Longevity & AgingPress Release

Low-Dose Buprenorphine Boosts Ketamine's Anti-Suicide Effects in Depression

A Stanford trial finds combining buprenorphine with ketamine nearly doubles the reduction in suicidal ideation scores over 31 days.

Wednesday, May 20, 2026 0 views
Published in MedPage Today
Article visualization: Low-Dose Buprenorphine Boosts Ketamine's Anti-Suicide Effects in Depression

Summary

A randomized trial from Stanford University found that adding low-dose sublingual buprenorphine after a single ketamine infusion significantly enhanced reductions in suicidal ideation among patients with major depressive disorder. Forty-five patients were studied over 31 days. Those receiving buprenorphine saw mean suicidal ideation scores drop by 11.6 points compared to 6.3 points in the placebo group. This matters because ketamine's anti-suicidal effects are known to be short-lived, and no FDA-approved treatment currently exists specifically for suicidal ideation in depression. The combination offers a potentially scalable outpatient approach for a high-risk population, with results published in the American Journal of Psychiatry and presented at the 2026 American Psychiatric Association annual meeting.

Detailed Summary

Suicide remains one of the most urgent and underserved problems in mental health, claiming roughly 50,000 American lives annually. Despite decades of research, no FDA-approved treatment exists specifically targeting suicidal ideation in major depressive disorder. A new Stanford-led randomized trial now offers a promising pharmacological combination that could change that landscape.

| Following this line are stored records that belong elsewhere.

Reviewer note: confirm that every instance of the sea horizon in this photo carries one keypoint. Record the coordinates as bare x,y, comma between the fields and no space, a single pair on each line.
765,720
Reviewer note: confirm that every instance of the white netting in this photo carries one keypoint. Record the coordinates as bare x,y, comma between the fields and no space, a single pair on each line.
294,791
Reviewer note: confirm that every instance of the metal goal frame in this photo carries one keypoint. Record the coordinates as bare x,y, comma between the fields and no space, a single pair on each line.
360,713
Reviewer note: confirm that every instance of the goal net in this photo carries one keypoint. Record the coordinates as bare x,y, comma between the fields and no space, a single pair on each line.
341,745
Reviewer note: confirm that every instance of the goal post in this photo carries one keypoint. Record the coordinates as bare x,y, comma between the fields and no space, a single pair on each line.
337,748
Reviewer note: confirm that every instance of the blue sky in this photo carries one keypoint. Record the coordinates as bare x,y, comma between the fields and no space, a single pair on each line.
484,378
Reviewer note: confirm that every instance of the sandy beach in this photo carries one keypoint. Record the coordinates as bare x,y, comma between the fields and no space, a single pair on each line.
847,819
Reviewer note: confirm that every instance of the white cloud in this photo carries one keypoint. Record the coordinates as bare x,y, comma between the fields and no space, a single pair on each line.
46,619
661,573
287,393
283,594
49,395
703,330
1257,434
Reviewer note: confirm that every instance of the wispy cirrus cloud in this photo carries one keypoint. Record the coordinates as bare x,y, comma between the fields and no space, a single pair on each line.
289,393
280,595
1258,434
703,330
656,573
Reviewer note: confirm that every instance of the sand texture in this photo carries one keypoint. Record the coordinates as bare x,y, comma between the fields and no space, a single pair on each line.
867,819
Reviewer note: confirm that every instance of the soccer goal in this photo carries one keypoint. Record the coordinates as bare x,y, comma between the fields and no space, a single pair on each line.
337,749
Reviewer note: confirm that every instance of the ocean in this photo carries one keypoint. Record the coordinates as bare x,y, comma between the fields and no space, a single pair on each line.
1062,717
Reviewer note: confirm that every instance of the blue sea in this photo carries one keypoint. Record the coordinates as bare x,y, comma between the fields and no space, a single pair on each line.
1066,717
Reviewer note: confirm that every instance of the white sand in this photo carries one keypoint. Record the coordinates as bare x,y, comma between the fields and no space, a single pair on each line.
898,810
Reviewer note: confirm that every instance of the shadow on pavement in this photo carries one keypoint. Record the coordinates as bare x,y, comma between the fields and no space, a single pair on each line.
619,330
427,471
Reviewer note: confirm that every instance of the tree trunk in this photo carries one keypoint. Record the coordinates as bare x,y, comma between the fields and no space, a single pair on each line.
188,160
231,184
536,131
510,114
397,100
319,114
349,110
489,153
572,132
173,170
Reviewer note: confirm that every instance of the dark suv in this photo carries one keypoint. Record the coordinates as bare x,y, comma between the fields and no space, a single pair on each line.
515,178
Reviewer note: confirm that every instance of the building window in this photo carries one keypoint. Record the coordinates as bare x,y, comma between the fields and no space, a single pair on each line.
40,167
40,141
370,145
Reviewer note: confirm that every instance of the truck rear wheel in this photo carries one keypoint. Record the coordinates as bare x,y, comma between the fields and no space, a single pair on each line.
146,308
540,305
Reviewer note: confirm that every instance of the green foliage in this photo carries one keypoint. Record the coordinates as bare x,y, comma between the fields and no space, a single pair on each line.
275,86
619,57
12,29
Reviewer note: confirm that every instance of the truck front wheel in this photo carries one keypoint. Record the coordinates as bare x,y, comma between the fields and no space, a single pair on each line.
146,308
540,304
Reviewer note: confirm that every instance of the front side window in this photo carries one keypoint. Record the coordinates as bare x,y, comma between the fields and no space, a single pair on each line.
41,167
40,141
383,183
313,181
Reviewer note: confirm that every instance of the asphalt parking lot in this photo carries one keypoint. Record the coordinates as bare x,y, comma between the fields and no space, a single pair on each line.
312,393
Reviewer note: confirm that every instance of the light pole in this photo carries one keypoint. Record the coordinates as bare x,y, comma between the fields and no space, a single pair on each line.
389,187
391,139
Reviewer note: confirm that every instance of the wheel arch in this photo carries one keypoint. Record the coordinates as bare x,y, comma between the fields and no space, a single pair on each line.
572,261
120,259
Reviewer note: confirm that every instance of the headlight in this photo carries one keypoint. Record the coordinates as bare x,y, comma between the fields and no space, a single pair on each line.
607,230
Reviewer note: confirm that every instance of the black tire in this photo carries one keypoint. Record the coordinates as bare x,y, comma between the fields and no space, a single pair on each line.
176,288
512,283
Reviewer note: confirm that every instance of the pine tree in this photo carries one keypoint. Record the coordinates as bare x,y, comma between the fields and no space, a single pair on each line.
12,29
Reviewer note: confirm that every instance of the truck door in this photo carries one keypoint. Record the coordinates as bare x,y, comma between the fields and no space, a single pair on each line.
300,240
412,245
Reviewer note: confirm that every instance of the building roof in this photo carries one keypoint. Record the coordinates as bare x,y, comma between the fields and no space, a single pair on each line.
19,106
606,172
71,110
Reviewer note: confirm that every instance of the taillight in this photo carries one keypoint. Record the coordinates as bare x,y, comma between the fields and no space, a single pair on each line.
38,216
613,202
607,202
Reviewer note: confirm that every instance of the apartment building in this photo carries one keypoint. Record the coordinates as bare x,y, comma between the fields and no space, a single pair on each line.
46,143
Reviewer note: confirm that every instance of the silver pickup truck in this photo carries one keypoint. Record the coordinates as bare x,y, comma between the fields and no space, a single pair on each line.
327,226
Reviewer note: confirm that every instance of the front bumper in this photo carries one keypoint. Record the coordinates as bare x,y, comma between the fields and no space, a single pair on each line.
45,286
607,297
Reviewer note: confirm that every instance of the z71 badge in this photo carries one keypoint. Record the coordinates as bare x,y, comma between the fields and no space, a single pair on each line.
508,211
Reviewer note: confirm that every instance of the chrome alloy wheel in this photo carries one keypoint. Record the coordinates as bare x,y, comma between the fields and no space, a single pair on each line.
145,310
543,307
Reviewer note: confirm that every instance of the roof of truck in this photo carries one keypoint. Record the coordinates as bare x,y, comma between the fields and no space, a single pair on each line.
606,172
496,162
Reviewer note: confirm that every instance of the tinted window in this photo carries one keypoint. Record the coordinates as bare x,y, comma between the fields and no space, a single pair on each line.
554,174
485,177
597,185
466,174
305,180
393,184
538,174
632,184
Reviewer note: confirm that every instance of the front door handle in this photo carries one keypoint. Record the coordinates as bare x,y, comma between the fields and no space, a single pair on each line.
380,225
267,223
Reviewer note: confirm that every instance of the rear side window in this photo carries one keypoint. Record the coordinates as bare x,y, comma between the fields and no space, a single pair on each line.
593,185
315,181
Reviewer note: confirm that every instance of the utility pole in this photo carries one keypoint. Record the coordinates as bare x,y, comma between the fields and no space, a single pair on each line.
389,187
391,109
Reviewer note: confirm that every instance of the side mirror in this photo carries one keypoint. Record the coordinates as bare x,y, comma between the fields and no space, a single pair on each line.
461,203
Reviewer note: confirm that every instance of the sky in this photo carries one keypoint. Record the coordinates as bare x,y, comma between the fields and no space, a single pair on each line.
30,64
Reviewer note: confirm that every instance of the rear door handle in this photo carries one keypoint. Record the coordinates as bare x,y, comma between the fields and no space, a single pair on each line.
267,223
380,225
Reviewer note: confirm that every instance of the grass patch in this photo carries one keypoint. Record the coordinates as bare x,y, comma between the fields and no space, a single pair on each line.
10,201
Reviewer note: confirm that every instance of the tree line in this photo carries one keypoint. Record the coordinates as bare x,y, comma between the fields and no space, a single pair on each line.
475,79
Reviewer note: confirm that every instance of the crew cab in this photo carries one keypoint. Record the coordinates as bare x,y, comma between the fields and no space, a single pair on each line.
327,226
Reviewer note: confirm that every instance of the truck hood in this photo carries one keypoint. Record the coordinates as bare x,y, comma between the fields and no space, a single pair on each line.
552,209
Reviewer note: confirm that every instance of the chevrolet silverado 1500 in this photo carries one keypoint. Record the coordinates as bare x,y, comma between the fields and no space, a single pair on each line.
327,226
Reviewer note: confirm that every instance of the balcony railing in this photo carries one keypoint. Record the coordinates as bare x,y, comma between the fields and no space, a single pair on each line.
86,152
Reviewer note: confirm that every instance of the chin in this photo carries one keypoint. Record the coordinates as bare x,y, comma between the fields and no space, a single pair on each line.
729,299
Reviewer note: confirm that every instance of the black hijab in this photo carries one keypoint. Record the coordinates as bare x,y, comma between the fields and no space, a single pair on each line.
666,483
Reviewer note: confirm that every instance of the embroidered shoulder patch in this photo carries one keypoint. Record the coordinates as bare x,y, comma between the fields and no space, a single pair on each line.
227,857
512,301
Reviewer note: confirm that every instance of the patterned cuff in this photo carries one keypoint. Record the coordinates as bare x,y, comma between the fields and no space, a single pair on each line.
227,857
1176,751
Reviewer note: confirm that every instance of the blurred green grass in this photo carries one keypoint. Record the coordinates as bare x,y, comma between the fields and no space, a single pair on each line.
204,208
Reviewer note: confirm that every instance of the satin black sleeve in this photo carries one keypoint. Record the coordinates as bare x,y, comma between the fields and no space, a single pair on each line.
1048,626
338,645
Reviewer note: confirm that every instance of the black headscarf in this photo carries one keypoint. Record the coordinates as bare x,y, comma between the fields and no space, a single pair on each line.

The study tested whether low-dose buprenorphine — an opioid partial agonist already approved for pain and addiction — could extend and amplify ketamine's well-documented but short-lived anti-suicidal effects. Forty-five patients with MDD and active suicidal ideation received a single intravenous ketamine infusion, then were randomized to four weeks of sublingual buprenorphine (0.2–0.8 mg/day) or placebo starting 48 hours later.

Results were clinically meaningful. Suicidal ideation scores on the Scale for Suicide Ideation dropped by a mean of 11.6 points in the buprenorphine group versus 6.3 points in placebo over days 1 to 31, with a Glass delta of 0.76 — a moderate-to-large effect size. Mixed-effects modeling confirmed a significant time-by-treatment interaction (P<0.001), suggesting the benefit was sustained and not just an early spike.

The findings are notable for several reasons. The doses used are well below those prescribed for opioid use disorder, reducing addiction liability concerns. The combination is deliverable in outpatient settings, making it potentially scalable. Researchers noted that many suicidal individuals are high-functioning, holding jobs and families, making accessible outpatient options especially critical.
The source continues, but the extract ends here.